Hearing about another strange illness spreading has no doubt caused some concern yet it’s important to note that the World Health Organisation has urged calm as monkeypox does not spread as easily as a virus like COVID-19.
Evidence so far suggests monkeypox, a viral zoonatic disease, is most likely transmitted during very close contact such as during sex, between parents and children, between patients and carers or when people share linen.
If you want to know more about what experts know about monkeypox, the signs to watch and how to protect yourself, read The New Daily‘s helpful explainer here.
Read on for the latest on the cases detected in Europe and how health leaders are working to limit the spread of the virus.
Three more men in hospital
The latest confirmed case is a 35-year-old who was taken to an isolation ward in an Austrian hospital early on Monday morning (Australian time).
“He’s fine so far, he’s stable. He has skin changes, he has mild flu symptoms,” Vienna Health Association spokeswoman Nina Brenner-Küng told local media.
Switzerland also announced over the weekend that a traveller who arrived home to the canton of Bern had become ill with monkeypox.
“As far as is known, the affected person came into contact with the virus abroad,” local officials said in a statement.
“The sick person is receiving outpatient treatment and is in isolation at home.

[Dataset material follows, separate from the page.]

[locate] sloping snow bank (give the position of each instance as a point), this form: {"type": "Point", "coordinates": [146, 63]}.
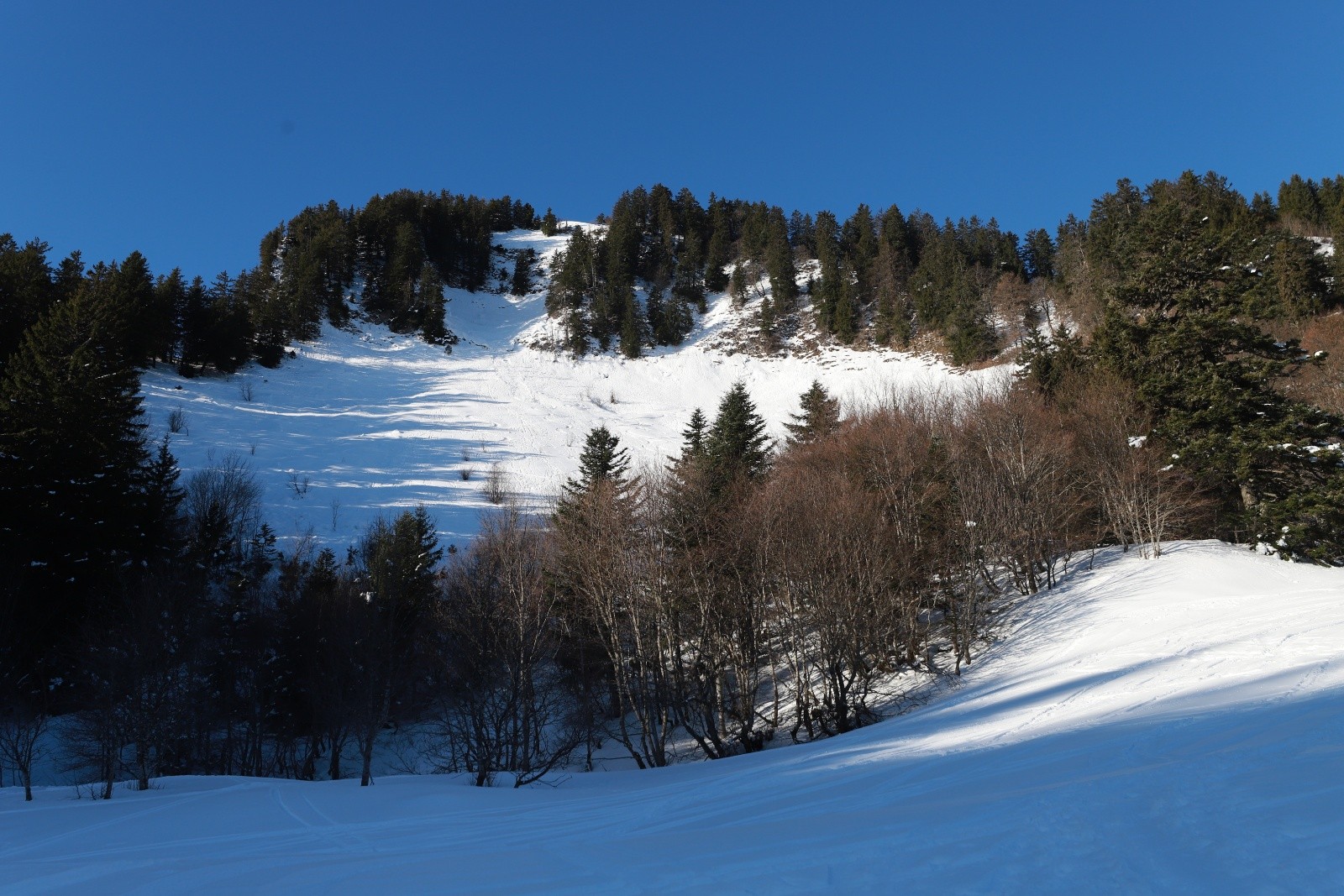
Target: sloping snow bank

All contact persons have been informed by contact tracing.”
In Israel, a spokesman for Tel Aviv’s Ichilov Hospital told Agence France-Presse that a 30-year-old man had tested positive for the virus.
He had recently returned from western Europe.

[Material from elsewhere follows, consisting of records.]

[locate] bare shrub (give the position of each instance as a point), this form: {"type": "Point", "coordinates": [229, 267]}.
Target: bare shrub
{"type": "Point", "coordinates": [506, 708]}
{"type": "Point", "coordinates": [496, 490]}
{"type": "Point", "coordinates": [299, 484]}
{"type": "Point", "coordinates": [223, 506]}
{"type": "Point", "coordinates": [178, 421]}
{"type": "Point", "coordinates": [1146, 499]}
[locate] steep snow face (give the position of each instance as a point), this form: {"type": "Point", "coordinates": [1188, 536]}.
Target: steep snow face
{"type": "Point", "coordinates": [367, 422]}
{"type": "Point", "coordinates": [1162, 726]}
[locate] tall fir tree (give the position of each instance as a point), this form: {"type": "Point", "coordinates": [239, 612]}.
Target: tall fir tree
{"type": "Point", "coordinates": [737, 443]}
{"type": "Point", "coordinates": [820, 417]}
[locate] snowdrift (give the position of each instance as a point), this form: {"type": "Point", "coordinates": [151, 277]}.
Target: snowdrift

Health experts work on strategies
The WHO expects to identify more cases of monkeypox as it expands surveillance in countries where the disease is not typically found.

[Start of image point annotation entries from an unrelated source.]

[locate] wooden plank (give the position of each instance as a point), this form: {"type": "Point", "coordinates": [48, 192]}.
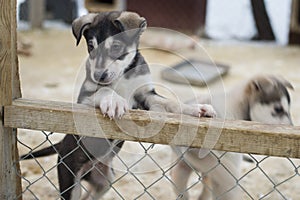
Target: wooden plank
{"type": "Point", "coordinates": [10, 183]}
{"type": "Point", "coordinates": [159, 128]}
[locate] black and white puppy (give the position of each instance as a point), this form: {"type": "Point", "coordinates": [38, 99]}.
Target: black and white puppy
{"type": "Point", "coordinates": [117, 79]}
{"type": "Point", "coordinates": [263, 99]}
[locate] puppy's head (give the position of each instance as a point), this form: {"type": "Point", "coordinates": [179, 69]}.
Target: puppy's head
{"type": "Point", "coordinates": [269, 100]}
{"type": "Point", "coordinates": [112, 39]}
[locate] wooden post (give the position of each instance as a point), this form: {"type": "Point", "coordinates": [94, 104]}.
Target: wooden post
{"type": "Point", "coordinates": [36, 13]}
{"type": "Point", "coordinates": [10, 182]}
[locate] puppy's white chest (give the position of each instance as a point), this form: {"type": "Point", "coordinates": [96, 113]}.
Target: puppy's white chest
{"type": "Point", "coordinates": [127, 88]}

“Available information suggests that human-to-human transmission is occurring among people in close physical contact with cases who are symptomatic”, the agency added.
Monkeypox is an infectious disease that is usually mild, and is endemic in parts of west and central Africa.
“What seems to be happening now is that it has got into the population as a sexual form, as a genital form, and is being spread as are sexually transmitted infections, which has amplified its transmission around the world,” WHO official David Heymann, an infectious disease specialist, told Reuters.
Professor Heymann said an international committee of experts met via video conference to look at what needed to be studied about the outbreak and communicated to the public, including whether there is any asymptomatic spread, who are at most risk, and the various routes of transmission.
He said the meeting was convened “because of the urgency of the situation”.
He said close contact was the key transmission route, as lesions typical of the disease are very infectious.
Early genomic sequencing of a handful of the cases in Europe has suggested a similarity with the strain that spread in a limited fashion in Britain, Israel and Singapore in 2018.
Proffesor Heymann said it was “biologically plausible” the virus had been circulating outside of the countries where it is endemic, but had not led to major outbreaks as a result of COVID-19 lockdowns, social distancing and travel restrictions.
He stressed that the monkeypox outbreak did not resemble the early days of the COVID-19 pandemic because it does not transmit as easily.
Those who suspect they may have been exposed or who show symptoms including bumpy rash and fever should avoid close contact with others, he said.
“There are vaccines available, but the most important message is, you can protect yourself,” he added.